If you’re like most people visiting this page, you’re probably looking for statistics on AI in banking. We know that it can be hard to find the latest numbers on the subject, and that’s why we’ve put together this list of AI in banking statistics.
You’re looking for some answers, but you can’t find them. You know that AI is transforming the banking industry, but you don’t know how to quantify the change it will make or how quickly it will happen. You want to be able to talk about AI in banking with your coworkers, but the only thing you have to go on are a few outdated articles.
It doesn’t have to be this way. We know how frustrating it can be when there aren’t any good resources out there that help answer your questions about a topic as important as AI in banking.
So that no matter what question you have about the state of AI in banking, this article can help answer it. If you just want a quick overview of how big this industry is getting, or if you need to get more specific details about what kinds of roles people with a background in math or science tend to gravitate toward when they first enter the field, then we’ve got exactly what you need.
Powerful AI in Banking Statistics To Enthrall You [Editor’s Choice]
- HDFC’s Electronic Virtual Assistant (EVA) has responded to more than 5 million inquiries with at least 85% accuracy.
- AI technologies can potentially provide an additional $1 trillion each year in the value of global banks.
- The global AI in banking market is expected to grow at a CAGR of 32.6% between 2021 and 2030.
- In 2019, North America accounted for 35.3% of the total market size of global AI in banking.
- 63% of investment banks worldwide use machine learning.
- 60% of investment banks around the world use AI in predictive analysis.
- Banks have reported six times more leads collected using chatbots compared to traditional lead generation.
- By 2023, banks are expected to save $7.3 billion in operational costs due to the use of chatbots.
- Artificial intelligence expands loan accessibility, approving 27% more loan applicants and yielding 16% lower interest rates.
- In 2020, around 32% of banks were using artificial intelligence.
- 80% of banks are highly aware of how AI and machine learning can potentially benefit them.
Statistics of AI in Banking in the United States
1. Three-quarters of banks with more than $100 billion in assets report applying AI strategies.
One of the roadblocks to AI implementation is the cost. With larger-sized banks, they have more resources available to apply AI strategies to their systems and processes. While 75% of banks with more than $100 billion in assets are currently using AI strategies, only 46% of banks with less than this value in assets are currently implementing it.
2. 80% of banks are highly aware of how AI and machine learning can potentially benefit them.
A huge majority of banks worldwide are already beyond aware of the potential benefits of AI implementation. However, there are roadblocks that need tending to. For one, AI and machine learning are not cheap systems. That’s why a majority of banks that can implement AI are those with a high value of assets.
3. In 2020, around 32% of banks were using artificial intelligence.
This included the use of AI applications and technologies in voice recognition, image analysis, RPA, and predictive analysis, among others. Banks did this mainly to gain an advantage against their competitors in the market. AI has allowed banks to manage massive volumes of data at faster speeds.
Benefits of AI in Banking Statistics
4. The potential savings banks will get from AI applications is an estimated $447 billion by 2023.
Artificial intelligence is shaping the way companies and consumers access and monitor their finances.

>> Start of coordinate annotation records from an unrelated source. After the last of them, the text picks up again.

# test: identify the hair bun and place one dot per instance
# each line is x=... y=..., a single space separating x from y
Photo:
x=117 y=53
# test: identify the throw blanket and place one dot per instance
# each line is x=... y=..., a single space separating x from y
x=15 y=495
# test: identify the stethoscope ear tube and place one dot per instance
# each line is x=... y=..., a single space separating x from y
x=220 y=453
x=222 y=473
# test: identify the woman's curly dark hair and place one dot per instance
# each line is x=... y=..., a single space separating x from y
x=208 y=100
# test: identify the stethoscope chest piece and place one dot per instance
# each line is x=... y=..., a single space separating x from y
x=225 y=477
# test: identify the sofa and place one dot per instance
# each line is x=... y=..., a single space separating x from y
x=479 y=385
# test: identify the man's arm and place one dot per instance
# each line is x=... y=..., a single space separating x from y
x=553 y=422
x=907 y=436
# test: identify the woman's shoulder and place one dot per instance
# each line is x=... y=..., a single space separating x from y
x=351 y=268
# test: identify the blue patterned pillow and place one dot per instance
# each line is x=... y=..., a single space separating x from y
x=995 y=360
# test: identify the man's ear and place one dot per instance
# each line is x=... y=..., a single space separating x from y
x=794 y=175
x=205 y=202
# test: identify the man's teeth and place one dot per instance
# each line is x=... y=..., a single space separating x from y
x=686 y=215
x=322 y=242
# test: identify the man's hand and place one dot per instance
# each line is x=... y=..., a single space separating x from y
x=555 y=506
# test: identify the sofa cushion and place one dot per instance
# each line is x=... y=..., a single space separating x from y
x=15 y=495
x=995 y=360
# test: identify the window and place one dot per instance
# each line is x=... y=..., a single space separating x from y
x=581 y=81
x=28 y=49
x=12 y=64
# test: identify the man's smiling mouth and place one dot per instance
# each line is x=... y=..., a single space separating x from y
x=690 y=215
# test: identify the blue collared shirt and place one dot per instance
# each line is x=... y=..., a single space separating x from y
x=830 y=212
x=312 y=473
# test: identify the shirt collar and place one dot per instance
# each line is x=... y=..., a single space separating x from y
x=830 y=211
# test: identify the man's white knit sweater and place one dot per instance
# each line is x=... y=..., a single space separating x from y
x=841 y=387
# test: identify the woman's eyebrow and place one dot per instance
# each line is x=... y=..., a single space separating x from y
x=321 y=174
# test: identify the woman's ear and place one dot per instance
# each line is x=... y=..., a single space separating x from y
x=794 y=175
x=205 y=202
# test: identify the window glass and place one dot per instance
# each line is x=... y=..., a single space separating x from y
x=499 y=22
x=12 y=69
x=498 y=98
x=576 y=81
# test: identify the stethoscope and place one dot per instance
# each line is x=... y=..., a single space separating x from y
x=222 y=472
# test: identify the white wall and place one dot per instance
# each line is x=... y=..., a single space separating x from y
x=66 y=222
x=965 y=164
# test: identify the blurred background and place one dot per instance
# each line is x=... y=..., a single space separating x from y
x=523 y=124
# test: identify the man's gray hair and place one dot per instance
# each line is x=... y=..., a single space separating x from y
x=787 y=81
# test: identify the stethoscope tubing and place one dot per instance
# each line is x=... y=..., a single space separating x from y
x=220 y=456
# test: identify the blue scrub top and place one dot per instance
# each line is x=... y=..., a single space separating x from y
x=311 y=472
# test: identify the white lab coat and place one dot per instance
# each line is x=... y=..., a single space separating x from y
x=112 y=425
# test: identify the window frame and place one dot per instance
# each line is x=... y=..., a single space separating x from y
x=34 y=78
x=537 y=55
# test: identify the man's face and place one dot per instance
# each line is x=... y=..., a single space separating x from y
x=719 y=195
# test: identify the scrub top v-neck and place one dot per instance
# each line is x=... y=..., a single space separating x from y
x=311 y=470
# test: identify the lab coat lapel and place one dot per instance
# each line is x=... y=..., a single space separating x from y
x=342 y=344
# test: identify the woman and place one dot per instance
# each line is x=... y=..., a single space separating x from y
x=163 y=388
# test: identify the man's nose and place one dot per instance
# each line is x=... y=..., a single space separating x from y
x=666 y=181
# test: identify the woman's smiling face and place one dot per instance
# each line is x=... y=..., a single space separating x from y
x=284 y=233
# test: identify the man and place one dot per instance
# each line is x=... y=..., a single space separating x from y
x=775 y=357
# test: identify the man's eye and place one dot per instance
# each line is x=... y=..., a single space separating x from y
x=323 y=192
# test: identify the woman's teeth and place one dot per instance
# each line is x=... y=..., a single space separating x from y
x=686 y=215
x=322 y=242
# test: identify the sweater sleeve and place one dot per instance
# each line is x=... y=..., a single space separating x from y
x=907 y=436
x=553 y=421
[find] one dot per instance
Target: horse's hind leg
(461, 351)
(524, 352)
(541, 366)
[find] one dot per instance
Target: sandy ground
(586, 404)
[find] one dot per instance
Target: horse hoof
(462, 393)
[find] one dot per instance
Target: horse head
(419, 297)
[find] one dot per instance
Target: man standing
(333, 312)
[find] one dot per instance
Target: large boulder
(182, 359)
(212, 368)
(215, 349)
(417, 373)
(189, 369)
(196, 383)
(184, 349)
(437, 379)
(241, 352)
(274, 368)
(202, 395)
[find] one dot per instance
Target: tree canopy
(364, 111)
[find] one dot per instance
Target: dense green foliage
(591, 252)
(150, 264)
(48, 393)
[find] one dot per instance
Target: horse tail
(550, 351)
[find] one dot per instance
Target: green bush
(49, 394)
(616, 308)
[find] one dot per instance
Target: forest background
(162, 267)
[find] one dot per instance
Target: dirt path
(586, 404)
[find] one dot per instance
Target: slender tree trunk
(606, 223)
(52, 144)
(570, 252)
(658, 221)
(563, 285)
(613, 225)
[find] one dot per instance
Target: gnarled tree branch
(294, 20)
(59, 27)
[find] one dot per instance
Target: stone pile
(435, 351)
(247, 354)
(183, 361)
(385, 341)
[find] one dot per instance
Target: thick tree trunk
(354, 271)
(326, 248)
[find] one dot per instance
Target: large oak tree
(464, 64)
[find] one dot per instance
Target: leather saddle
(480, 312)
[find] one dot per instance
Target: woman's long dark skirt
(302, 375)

With this kind of savings, banks are looking for new methods to implement this technology into their products and services, ranging from task automation to fraud detection.
5. By using AI, banks are generating nearly 66% more revenue from mobile banking compared to traditional banking.
The revenue from mobile banking has increased drastically compared to the time when customers would visit banks physically—all thanks to AI implementation. Nowadays, you can send money to your friend by simply voicing a command through Siri and confirming the transaction via Touch ID.
6. Banks using Big Data analysis to generate their estimated profit have stated an average of 8% increase in revenue and a 10% reduction in costs.
Applications that use artificial intelligence can gather and analyze huge amounts of data to help improve user experience. Data this huge can then be used in loan approval or fraud detection, among other things.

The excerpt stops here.